Both sides are equal when their magnitudes are equal and the arguments differ by a multiple of \displaystyle 2\pi ,

\displaystyle \left\{ \begin{array}{*{35}l} r^{3}=1 \\ 3\alpha =\pi +2n\pi \quad \left( n\text{ an arbitrary integer} \right)\text{ } \\ \end{array} \right.

which gives that

\displaystyle \left\{ \begin{array}{*{35}l} r=1 \\ \alpha =\frac{\pi }{3}+\frac{2n\pi }{3}\quad \left( n\text{ an arbitrary integer} \right)\text{ } \\ \end{array} \right.

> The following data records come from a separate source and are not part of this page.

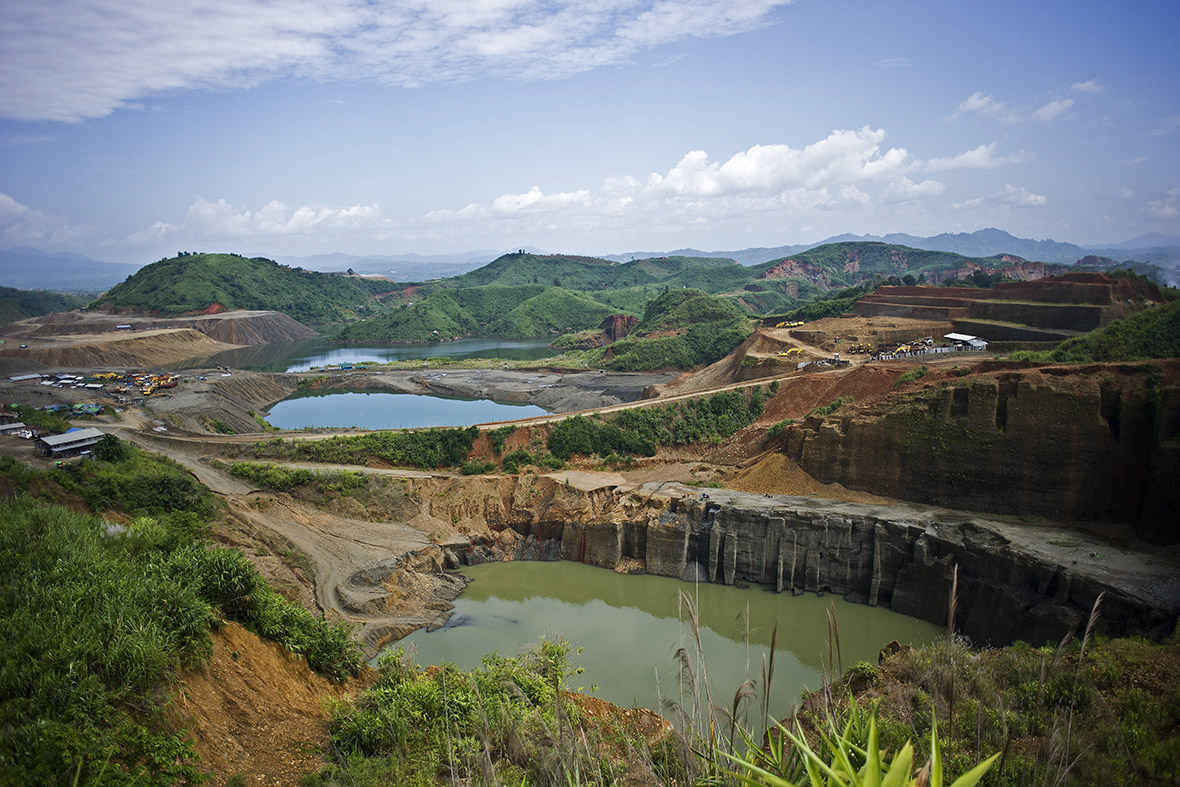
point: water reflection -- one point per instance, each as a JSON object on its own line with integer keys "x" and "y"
{"x": 631, "y": 625}
{"x": 391, "y": 411}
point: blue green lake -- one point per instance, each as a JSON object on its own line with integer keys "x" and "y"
{"x": 630, "y": 627}
{"x": 391, "y": 411}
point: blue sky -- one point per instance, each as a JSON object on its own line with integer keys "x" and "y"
{"x": 131, "y": 129}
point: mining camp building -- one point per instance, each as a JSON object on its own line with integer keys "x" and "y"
{"x": 69, "y": 444}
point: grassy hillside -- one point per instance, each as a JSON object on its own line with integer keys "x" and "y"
{"x": 19, "y": 303}
{"x": 680, "y": 329}
{"x": 518, "y": 312}
{"x": 1149, "y": 334}
{"x": 194, "y": 282}
{"x": 97, "y": 617}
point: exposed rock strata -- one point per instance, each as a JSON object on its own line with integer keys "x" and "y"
{"x": 1069, "y": 444}
{"x": 1010, "y": 585}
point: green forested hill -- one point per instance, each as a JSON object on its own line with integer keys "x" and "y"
{"x": 493, "y": 310}
{"x": 515, "y": 296}
{"x": 19, "y": 303}
{"x": 682, "y": 328}
{"x": 194, "y": 282}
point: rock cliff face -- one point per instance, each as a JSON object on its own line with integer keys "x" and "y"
{"x": 1070, "y": 444}
{"x": 1010, "y": 585}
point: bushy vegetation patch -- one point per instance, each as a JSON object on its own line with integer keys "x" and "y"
{"x": 827, "y": 305}
{"x": 191, "y": 282}
{"x": 705, "y": 329}
{"x": 96, "y": 618}
{"x": 505, "y": 722}
{"x": 641, "y": 430}
{"x": 1141, "y": 336}
{"x": 519, "y": 459}
{"x": 92, "y": 624}
{"x": 137, "y": 484}
{"x": 499, "y": 437}
{"x": 19, "y": 303}
{"x": 1099, "y": 713}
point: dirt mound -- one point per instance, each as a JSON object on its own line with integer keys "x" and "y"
{"x": 777, "y": 474}
{"x": 123, "y": 349}
{"x": 799, "y": 395}
{"x": 255, "y": 710}
{"x": 242, "y": 327}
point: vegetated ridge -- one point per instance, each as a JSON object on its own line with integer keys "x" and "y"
{"x": 18, "y": 303}
{"x": 216, "y": 282}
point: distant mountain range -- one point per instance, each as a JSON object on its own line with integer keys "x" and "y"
{"x": 981, "y": 243}
{"x": 27, "y": 268}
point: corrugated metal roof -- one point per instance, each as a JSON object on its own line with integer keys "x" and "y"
{"x": 54, "y": 440}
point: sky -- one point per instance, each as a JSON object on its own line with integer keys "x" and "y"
{"x": 133, "y": 129}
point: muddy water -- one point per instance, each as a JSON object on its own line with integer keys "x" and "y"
{"x": 391, "y": 411}
{"x": 630, "y": 627}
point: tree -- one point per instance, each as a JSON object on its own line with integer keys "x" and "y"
{"x": 110, "y": 448}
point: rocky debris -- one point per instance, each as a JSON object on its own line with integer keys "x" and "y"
{"x": 1013, "y": 582}
{"x": 559, "y": 392}
{"x": 1069, "y": 444}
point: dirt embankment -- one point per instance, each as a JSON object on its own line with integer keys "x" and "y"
{"x": 255, "y": 710}
{"x": 85, "y": 339}
{"x": 145, "y": 348}
{"x": 228, "y": 399}
{"x": 241, "y": 327}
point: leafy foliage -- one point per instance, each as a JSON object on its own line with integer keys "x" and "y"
{"x": 19, "y": 303}
{"x": 1149, "y": 334}
{"x": 194, "y": 282}
{"x": 504, "y": 722}
{"x": 705, "y": 328}
{"x": 640, "y": 431}
{"x": 495, "y": 310}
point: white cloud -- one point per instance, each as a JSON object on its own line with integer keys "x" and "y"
{"x": 1009, "y": 196}
{"x": 24, "y": 225}
{"x": 1053, "y": 110}
{"x": 1167, "y": 125}
{"x": 1166, "y": 207}
{"x": 1090, "y": 86}
{"x": 74, "y": 59}
{"x": 843, "y": 157}
{"x": 906, "y": 190}
{"x": 987, "y": 105}
{"x": 977, "y": 158}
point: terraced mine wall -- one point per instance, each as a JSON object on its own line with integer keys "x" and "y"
{"x": 898, "y": 557}
{"x": 1068, "y": 444}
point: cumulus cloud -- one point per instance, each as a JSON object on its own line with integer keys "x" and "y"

For every third integer \displaystyle n, the solution formula gives in principal the same value for the argument (the difference is a multiple of \displaystyle 2\pi ), so the equation has in reality three solutions (for \displaystyle n=0,\ 1 and \displaystyle \text{2}):

\displaystyle z=\left\{ \begin{array}{*{35}l} 1\centerdot \left( \cos \frac{\pi }{3}+i\sin \frac{\pi }{3} \right) \\ 1\centerdot \left( \cos \pi +i\sin \pi \right) \\ 1\centerdot \left( \cos \frac{5\pi }{3}+i\sin \frac{5\pi }{3} \right) \\ \end{array} \right.=\left\{ \begin{array}{*{35}l} \frac{1+i\sqrt{3}}{2} \\ -1 \\ \frac{1-i\sqrt{3}}{2} \\ \end{array} \right.

We obtain the typical behaviour that the solutions are corner points in a regular polygon (a triangle in this case because the degree of the equation is \displaystyle \text{3}).